El clima de inseguridad se ha acrecentado en los últimos años en coincidencia con el incremento de la llegada de una gran cantidad de migrantes, especialmente de nacionalidad venezolana, que salieron de su país escapando de la terrible crisis que lo agobia.

Hay que ser precisos y tener cautela respecto a este tema. La migración no es un fenómeno negativo. Por el contrario, está comprobado que las sociedades receptoras se enriquecen en diversos ámbitos, como el cultural y el económico, por ejemplo.

Por citar un caso paradigmático, no se puede explicar la historia de Estados Unidos sin referenciar la migración europea a mediados del siglo XX, ni especialmente la proveniente de países latinos en décadas posteriores.

No obstante, es inevitable que en el complejo proceso migratorio se incluyan personas dedicadas a la delincuencia y al malvivir cuyo accionar causa un injusto desprestigio a la comunidad de la que provienen y reacciones nefastas como la xenofobia o la discriminación.

En el caso que nos atañe, las autoridades peruanas han registrado un considerable número de ciudadanos venezolanos que ingresaron al país con antecedentes policiales y solo en el 2022 la Policía Nacional detuvo a 17,000 de ellos por la comisión de diversos delitos. En lo que va del año, el número de detenidos ya llegó a 5,000.

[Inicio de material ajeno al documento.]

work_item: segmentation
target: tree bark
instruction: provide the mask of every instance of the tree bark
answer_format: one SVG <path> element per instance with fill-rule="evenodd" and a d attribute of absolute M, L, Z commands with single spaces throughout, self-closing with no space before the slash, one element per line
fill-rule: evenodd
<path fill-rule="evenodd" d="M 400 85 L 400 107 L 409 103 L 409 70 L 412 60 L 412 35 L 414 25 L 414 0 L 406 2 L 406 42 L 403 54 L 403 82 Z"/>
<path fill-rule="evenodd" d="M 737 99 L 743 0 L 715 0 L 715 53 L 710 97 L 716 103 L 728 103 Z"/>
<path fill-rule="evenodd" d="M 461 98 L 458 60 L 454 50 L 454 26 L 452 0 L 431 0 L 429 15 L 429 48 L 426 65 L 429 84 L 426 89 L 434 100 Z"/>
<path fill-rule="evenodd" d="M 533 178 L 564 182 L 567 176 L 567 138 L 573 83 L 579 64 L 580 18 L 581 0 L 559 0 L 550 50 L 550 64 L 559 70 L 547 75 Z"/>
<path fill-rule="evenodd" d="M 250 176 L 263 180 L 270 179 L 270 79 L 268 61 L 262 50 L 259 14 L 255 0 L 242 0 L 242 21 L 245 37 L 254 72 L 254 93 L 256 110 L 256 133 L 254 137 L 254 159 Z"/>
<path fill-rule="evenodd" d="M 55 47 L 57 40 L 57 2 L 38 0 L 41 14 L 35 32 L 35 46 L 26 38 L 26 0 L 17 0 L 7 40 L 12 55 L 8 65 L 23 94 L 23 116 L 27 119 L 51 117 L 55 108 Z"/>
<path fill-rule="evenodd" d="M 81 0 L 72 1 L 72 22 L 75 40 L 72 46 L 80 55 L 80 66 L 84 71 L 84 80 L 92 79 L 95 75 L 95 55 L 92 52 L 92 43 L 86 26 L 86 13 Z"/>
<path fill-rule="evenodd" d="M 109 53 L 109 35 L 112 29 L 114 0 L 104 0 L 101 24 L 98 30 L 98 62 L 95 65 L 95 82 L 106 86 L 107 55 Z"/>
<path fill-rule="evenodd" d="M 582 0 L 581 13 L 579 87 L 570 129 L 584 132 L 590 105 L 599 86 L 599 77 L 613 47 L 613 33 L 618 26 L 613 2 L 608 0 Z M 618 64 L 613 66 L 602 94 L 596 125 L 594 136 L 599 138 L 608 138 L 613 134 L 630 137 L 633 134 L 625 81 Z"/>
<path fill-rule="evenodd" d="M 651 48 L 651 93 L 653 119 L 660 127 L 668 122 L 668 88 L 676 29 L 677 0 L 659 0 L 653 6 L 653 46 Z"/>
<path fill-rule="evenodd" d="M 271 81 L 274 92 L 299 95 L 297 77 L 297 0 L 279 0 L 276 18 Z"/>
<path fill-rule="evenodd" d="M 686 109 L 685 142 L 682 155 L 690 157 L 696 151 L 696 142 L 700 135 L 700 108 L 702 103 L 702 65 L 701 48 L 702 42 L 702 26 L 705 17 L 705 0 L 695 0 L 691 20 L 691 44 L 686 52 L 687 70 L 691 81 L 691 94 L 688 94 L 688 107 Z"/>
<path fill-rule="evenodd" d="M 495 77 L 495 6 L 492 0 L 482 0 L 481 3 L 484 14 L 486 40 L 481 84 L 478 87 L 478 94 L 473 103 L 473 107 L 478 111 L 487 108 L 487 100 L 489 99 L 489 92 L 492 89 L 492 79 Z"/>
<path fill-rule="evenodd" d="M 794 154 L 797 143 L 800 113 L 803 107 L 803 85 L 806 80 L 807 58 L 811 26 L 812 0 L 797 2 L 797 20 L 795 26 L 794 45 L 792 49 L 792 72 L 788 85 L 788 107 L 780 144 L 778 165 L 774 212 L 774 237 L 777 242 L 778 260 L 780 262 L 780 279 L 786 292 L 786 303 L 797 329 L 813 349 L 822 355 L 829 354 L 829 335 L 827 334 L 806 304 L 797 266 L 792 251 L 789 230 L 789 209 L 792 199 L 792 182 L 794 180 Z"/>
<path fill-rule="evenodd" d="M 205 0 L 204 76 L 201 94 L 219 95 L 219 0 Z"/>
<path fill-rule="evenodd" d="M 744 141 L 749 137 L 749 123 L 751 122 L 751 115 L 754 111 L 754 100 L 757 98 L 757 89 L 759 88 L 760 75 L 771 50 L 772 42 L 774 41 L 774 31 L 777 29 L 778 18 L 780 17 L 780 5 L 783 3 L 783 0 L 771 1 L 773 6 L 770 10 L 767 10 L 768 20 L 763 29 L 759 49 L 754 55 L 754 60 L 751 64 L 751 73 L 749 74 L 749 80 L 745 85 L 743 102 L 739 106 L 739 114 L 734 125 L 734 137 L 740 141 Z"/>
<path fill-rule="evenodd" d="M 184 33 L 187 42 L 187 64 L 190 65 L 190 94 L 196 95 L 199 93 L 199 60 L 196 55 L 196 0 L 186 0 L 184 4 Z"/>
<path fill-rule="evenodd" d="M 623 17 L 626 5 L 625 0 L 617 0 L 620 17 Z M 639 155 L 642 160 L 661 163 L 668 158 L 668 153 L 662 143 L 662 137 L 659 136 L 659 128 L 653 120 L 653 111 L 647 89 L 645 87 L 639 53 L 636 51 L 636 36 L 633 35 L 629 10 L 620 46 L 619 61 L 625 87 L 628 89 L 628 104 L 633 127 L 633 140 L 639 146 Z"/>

La mayoría de los ciudadanos venezolanos que viven en el Perú, casi dos millones, de acuerdo con cifras oficiales, son personas trabajadoras, honestas y emprendedoras que luchan a diario por labrarse un futuro. Por consiguiente, es injusto que esa comunidad de hermanos latinoamericanos sea estigmatizada en su conjunto por el accionar de delincuentes.

Sin embargo, nuestra sociedad tiene el derecho de defenderse y de ejecutar acciones contundentes para frenar el avance de la delincuencia en general y, en particular, de la perpetrada por venezolanos y personas de cualquier otra nacionalidad.

Por eso, el gobierno de la presidenta Dina Boluarte anunció la pronta aprobación de medidas migratorias para frenar el ingreso al país de indocumentados y de ciudadanos extranjeros con antecedentes policiales. Una de esas acciones, precisó el ministro del Interior, Vicente Romero, es el fortalecimiento de la seguridad en la frontera con Chile, punto por el cual pasan al Perú personas de dudosa reputación expulsadas desde el vecino del sur.

En ese contexto, consideramos urgente dictar normas que mejoren la seguridad ciudadana y eviten la presencia de más delincuentes extranjeros en nuestras calles.

Por lo tanto, creemos positivo que el Gobierno aborde este problema cuanto antes en procura del bienestar y la tranquilidad de la mayoría de los peruanos y extranjeros de bien que viven en nuestro país.